Mariana P. Socal, MD, PhD, Johns Hopkins Bloomberg School of Public Health, Baltimore, Maryland, said she and one of her colleagues viewed the 2009 PHS Act “with concern” because the interchangeability requirements could actually worsen the access and affordability of insulins in the United States.
“To encourage the production of high-quality affordable insulins, we propose that an exception should be made such that proof of biosimilarity should be considered grounds for interchangeability in the case of insulins,” said Socal, who emphasized that she was not speaking on behalf of Hopkins in general.
Socal noted there’s no evidence the development of autoantibodies — if they occur at all — are associated with any long-term diabetes complications. “In the case of insulin, we contend there is no justification or credible evidence for requiring additional studies for interchangeability…Concerns are merely theoretical at this point.”

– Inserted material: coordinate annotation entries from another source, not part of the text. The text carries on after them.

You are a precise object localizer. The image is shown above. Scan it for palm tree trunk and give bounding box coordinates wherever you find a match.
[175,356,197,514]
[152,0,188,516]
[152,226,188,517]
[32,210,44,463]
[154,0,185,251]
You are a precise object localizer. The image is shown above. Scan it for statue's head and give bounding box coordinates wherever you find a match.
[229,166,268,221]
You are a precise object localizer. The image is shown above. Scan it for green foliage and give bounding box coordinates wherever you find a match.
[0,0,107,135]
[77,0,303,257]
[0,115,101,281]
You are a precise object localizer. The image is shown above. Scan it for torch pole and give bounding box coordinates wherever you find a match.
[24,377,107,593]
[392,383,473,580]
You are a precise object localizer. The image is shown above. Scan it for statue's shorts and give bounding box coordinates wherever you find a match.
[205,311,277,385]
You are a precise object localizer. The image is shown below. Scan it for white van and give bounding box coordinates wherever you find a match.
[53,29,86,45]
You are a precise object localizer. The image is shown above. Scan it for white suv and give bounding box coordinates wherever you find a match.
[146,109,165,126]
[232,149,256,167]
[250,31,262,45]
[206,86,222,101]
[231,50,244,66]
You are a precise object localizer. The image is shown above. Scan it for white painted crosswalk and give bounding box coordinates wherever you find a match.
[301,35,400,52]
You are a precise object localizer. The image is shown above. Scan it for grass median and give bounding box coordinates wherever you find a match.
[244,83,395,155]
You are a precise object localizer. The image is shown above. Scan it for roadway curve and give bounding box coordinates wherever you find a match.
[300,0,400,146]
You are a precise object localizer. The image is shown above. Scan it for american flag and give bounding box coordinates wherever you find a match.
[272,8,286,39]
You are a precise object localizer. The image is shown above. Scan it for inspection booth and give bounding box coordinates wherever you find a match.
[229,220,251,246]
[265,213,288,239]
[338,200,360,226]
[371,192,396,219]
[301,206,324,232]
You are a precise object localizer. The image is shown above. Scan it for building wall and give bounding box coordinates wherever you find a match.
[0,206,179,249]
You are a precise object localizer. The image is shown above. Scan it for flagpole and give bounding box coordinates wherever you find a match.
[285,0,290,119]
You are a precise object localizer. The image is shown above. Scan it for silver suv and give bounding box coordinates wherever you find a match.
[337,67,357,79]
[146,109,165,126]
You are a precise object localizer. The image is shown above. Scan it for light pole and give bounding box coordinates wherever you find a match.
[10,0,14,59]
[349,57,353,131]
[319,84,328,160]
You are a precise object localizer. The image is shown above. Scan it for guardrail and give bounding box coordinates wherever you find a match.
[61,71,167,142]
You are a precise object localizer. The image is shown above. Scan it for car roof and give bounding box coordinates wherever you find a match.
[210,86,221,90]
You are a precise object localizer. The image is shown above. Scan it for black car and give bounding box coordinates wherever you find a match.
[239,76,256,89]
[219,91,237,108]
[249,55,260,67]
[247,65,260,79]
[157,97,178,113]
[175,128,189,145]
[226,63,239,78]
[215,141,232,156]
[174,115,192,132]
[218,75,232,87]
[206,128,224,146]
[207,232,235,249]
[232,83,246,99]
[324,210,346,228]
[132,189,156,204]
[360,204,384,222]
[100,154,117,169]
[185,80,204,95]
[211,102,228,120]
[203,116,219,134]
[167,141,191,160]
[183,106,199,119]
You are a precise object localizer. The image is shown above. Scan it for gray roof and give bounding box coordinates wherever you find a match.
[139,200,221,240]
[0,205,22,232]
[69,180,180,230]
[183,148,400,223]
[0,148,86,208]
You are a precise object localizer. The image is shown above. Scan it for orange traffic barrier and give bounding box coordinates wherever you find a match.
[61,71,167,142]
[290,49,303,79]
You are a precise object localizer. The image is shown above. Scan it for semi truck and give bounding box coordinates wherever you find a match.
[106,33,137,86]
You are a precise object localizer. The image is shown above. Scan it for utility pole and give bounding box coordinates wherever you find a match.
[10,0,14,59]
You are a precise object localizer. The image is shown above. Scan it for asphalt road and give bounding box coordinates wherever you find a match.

For providers, she said, “adding an artificial divide between biosimilarity and interchangeability for insulins would generate confusion and uncertainty, and has the potential to generate liability concerns…It would also increase the cost to bring new products to market without adding real gains.”
Although the interchangeability criteria may be important for other biologics, “we contend that these criteria should not be blindly applied to older and smaller molecules, like insulin, that happen to be produced through biological pathways. Insulin is not Humira…The FDA can and should consider insulin to be an exceptional product, to which the rules…should be carefully reinterpreted, if applied at all, in order to maximize benefit, affordability, and access for all Americans living with diabetes.”
Robert Ratner, MD, professor of medicine at Georgetown University, Washington, DC, speaking on behalf of the American Diabetes Association, advised FDA that — regardless the specific requirements for interchangeability — all new insulins approved as biosimilars also be approved as interchangeable, rather than allowing biosimilar approval without the interchangeable designation as is the current case with Basaglar and Admelog.
“A biosimilar that is interchangeable at the pharmacy level can bring down costs, direct competition, and you don’t have to worry about what’s on the formulary…The charge to the FDA is make them interchangeable so that we can all write the generic name and the cheapest product can be given to the patient, Ratner told Medscape Medical News in an interview.
Luo has reported being a consultant for Alosa Health. Ratner has reported being a consultant for Novo Nordisk and Sanofi. Socal has reported no relevant financial relationships.